Summary
Contents
Subject index
Information and communication technologies are said to be transforming urban life dramatically and bringing about rapid economic and cultural globalization. This book explores the many fascinating and urgent issues involved by relating advanced theoretical debates to practical matters of communication with cultural policy. It maps out a range of ‘optimistic’ and ‘pessimistic’ scenarios with special regard to various forms of inequality, particularly class, gender and geo-political inequalities. The sheer pace of change is difficult to track yet the expert contributors to this volume all offer insights and essential guidance to what is going on. There are chapters on urban planning, virtual cities and actual cities, economic and political policy, and critical social analysis of current trends that are of momentous consequence.
The book concludes that neither technological determinism nor economic determinism satisfactorily account for information and communication technologies and urban development. Instead, it is necessary to bring together a number of differently informing approaches, cultural, economic, political and technological, to make sense of a field of dynamic and contradictory forces.
Information and Communications Technologies: Luddism Revisited
Information and Communications Technologies: Luddism Revisited
It is now over 10 years since my book, Information Technology: A Luddite Analysis (written with Kevin Robins), was first published, and about a decade and a half since it was being researched and written. We have witnessed a great deal of development since that time in the information technology (IT) realm: PCs have become commonplace, Windows 95 and 98 have arrived, CD-ROMs are widely available, BSkyB has made inroads into terrestrial television's territory. People have even stopped talking about IT, preferring the acronym ICT because it encompasses both information and communications technologies.
One cannot be surprised at this. From early days, it was appreciated that the IT ‘revolution’ was set to be pervasive, continuous, even ordinary. It was actually one of the aims of the book to underline that information technologies were part and parcel of a historical process, uneven but ongoing, a core feature of which was persistent innovation and change. Thus it wasn't so much a matter of rudely ‘waking up’ to the ‘microelectronics revolution’, as the then Prime Minister James Callaghan warned in 1979. More important was to realize that this technological spurt was best understood as an integral element of the continuous adaptation and expansion of advanced capitalist forces which were facing a particular set of circumstances. Hence it was largely a matter of enhancing computer communications as corporate institutions spread their reach, of incorporating electronic devices in television and stereo sets as the market for home entertainments burgeoned, of mechanizing and automating processes where competitive edge might be found.
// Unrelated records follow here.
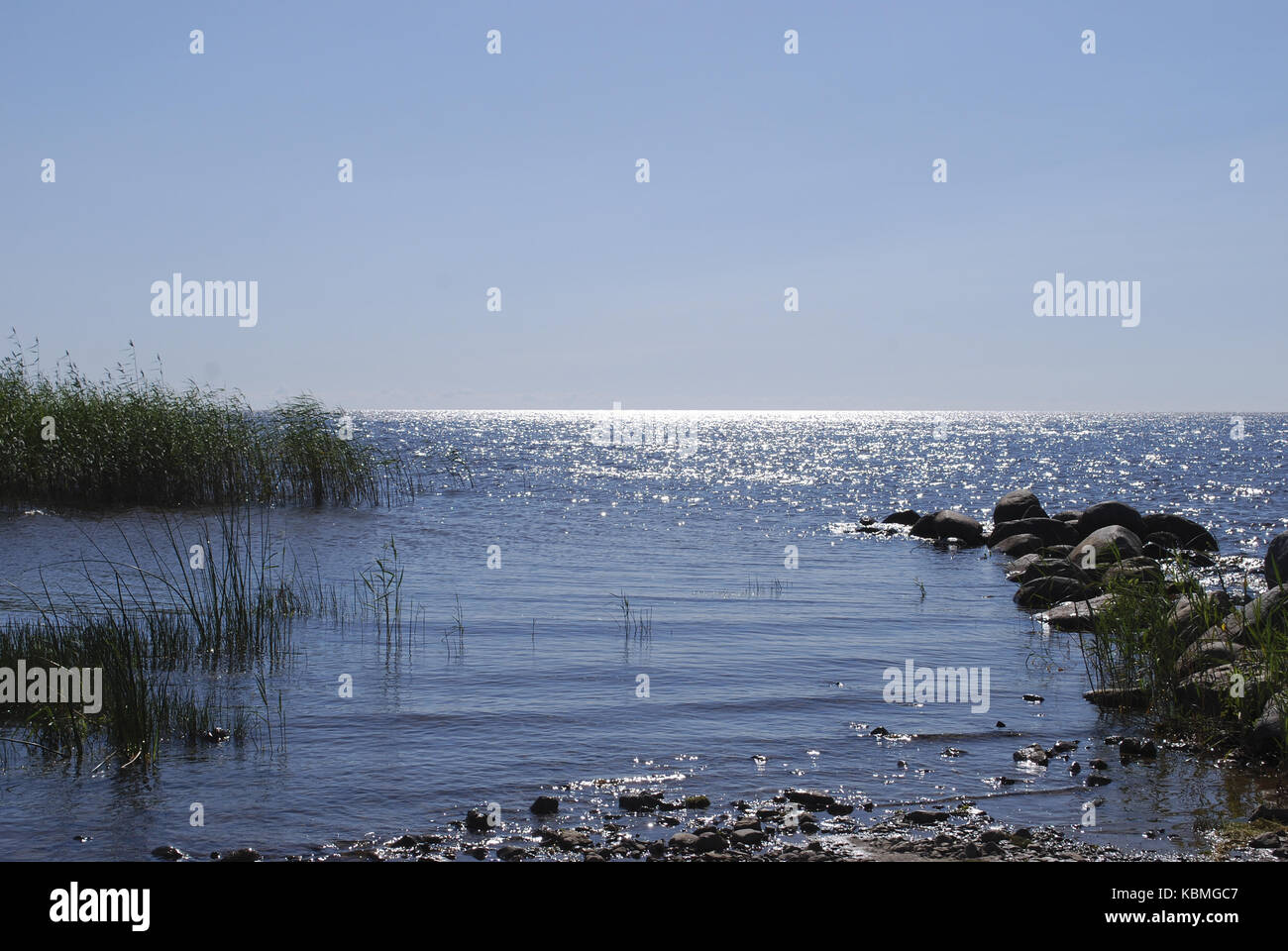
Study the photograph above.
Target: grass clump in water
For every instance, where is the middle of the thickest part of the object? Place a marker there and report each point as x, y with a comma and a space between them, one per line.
130, 440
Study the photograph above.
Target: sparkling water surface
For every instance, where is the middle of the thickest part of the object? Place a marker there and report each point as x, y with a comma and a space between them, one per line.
760, 677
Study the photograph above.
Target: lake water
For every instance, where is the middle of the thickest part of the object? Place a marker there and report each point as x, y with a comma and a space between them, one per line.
691, 519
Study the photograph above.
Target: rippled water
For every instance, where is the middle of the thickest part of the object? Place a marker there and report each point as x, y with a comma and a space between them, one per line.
747, 658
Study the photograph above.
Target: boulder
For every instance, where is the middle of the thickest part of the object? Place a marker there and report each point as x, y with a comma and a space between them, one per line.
1052, 568
1018, 504
905, 517
1104, 514
1044, 591
1141, 571
1017, 569
947, 523
1047, 528
1207, 652
544, 805
1077, 615
1111, 544
1276, 561
1267, 732
1017, 545
1210, 689
1269, 607
1188, 532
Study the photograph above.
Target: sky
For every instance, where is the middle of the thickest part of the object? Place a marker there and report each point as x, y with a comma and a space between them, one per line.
768, 170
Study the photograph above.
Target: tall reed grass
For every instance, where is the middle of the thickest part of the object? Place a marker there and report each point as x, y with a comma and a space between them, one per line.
130, 440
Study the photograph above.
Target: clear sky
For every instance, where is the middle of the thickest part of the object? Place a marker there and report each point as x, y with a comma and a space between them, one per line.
768, 171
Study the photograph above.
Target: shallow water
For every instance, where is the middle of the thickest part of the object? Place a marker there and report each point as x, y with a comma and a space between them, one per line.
746, 658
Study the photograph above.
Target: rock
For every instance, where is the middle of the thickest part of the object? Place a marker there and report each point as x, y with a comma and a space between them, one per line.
1044, 591
1210, 689
949, 525
1119, 698
1137, 746
1051, 568
906, 517
1269, 607
1140, 571
1051, 531
922, 817
544, 805
1207, 652
1018, 545
1030, 754
1104, 514
1018, 504
1188, 532
1188, 619
1267, 732
1109, 544
1266, 840
570, 839
1016, 571
810, 800
708, 842
639, 801
683, 842
1077, 615
1275, 566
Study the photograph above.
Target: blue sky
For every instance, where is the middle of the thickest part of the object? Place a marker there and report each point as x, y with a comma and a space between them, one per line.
767, 171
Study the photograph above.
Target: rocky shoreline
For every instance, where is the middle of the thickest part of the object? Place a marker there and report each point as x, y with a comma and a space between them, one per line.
794, 826
1074, 566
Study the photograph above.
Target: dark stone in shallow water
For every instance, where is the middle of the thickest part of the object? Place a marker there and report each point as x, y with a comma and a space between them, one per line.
906, 517
1104, 514
1275, 566
949, 525
1051, 531
1019, 545
1188, 532
1018, 504
810, 800
1046, 591
545, 805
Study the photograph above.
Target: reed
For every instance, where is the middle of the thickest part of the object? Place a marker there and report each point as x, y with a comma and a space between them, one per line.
130, 440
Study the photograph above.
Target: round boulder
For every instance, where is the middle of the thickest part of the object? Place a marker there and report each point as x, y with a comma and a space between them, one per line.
1017, 545
1189, 534
1104, 514
1106, 545
949, 525
1018, 504
1276, 561
1047, 591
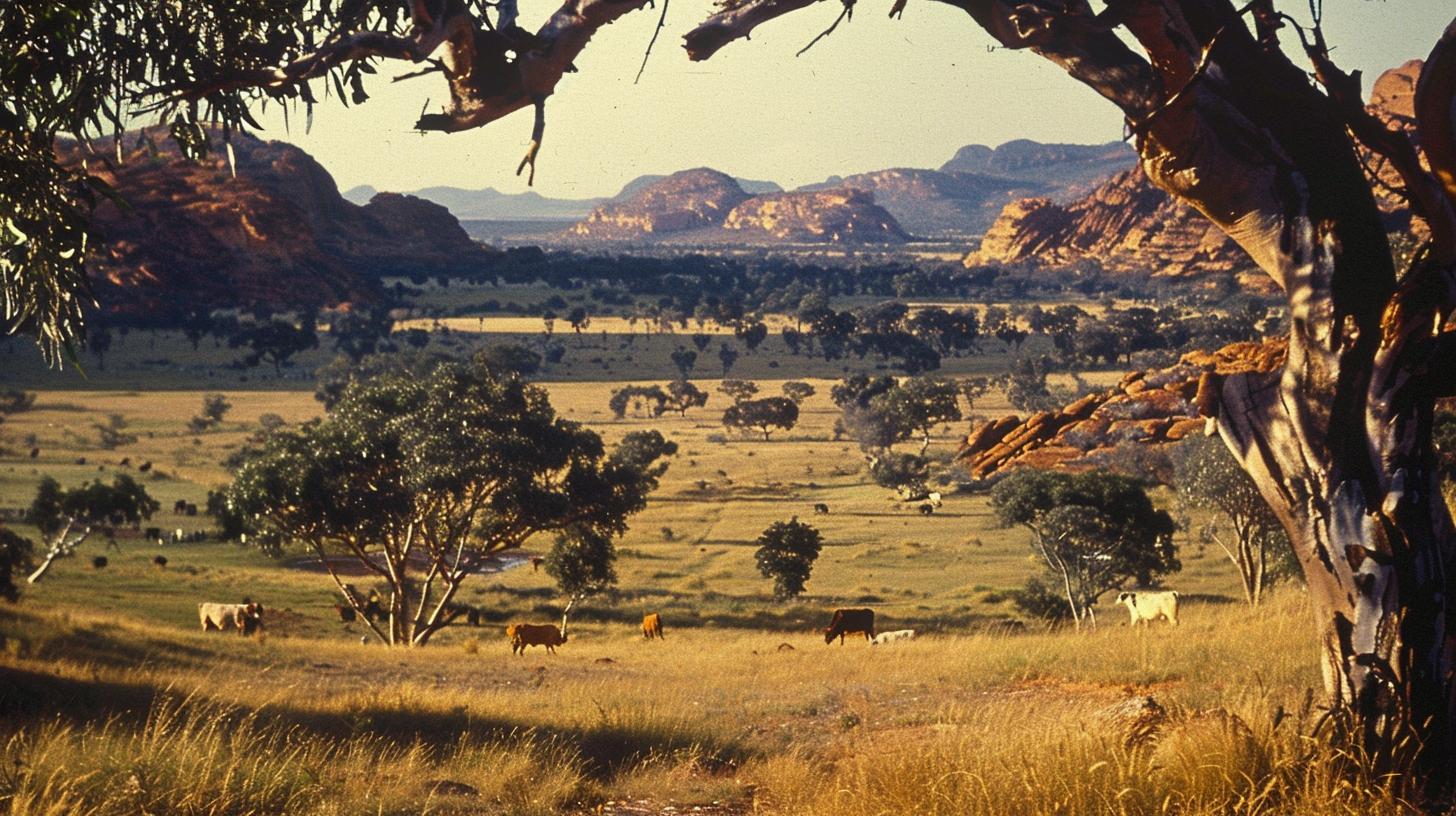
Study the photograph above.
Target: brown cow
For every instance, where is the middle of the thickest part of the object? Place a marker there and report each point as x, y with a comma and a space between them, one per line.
246, 618
651, 627
851, 621
535, 634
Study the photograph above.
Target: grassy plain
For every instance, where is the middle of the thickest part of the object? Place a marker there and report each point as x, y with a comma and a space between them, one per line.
112, 701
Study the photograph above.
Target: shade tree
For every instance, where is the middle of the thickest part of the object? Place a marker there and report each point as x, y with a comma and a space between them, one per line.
1092, 532
762, 414
786, 554
417, 480
1222, 117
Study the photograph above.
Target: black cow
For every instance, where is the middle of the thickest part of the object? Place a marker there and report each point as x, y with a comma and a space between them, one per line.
851, 621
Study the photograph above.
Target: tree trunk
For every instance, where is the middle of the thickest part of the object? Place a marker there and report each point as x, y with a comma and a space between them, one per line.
1340, 439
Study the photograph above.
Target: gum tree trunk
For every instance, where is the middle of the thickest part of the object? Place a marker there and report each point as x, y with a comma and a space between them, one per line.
1340, 439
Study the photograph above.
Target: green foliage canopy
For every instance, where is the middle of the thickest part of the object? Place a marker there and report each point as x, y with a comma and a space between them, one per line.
417, 478
786, 554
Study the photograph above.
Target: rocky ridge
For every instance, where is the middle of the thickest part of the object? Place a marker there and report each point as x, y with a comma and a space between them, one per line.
277, 233
1127, 223
1145, 408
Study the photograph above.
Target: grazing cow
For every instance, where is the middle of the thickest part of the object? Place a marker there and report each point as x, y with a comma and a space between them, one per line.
890, 637
246, 618
653, 627
1148, 606
851, 621
535, 634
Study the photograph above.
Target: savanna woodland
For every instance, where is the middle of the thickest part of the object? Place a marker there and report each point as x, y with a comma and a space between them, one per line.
1338, 437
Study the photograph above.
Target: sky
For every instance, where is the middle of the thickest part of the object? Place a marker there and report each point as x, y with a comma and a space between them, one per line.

Looking back over the decade, two things seem to me especially striking. First, at what one might call the intellectual level – though this was always much more than a cerebral matter – the ideas of Daniel Bell have prevailed. He had coined the term ‘post-industrial’ back in the 1960s, and from the outset it was subject to unrelenting and devastating attack from fellow academics, but here we are in the late 1990s and ‘post-industrialism’, updated now into the concept of an ‘information society’ (though the rationale and defining characteristics have changed not a jot), is routinely used as a means of designating the current era. Professor Bell has won out: it is now quite orthodox to conjure, as a matter of unarguable fact, his ‘information society’ as the knowledge-based, high tech and service-centred world we allegedly inhabit (cf. Feather, 1994; Haywood, 1995). Even sceptical and serious social scientists have succumbed to this terminology (cf. Lyon, 1988; Stehr, 1994; Lash and Urry, 1995). And even leftist accounts of ‘Post-Fordism’ and ‘flexible specialization’ testify to the ‘revival of post-industrial theory’ (Kumar, 1995; and especially Castells, 1996–8).
Secondly, for me it is especially noticeable that, in the present period, we are experiencing the renaissance of one of our prime targets of the early 1980s, namely a utopianism that seizes on the newest technologies to announce a radical break with current arrangements and the coming of all manner of wonderful changes. We had supposed, naively it turns out, that the ordinariness of computerization, as well as the failure of the ‘mighty micro’ to bring about earth-shattering transformations during the 1980s, would have disabused and deterred the techno-enthusiasts.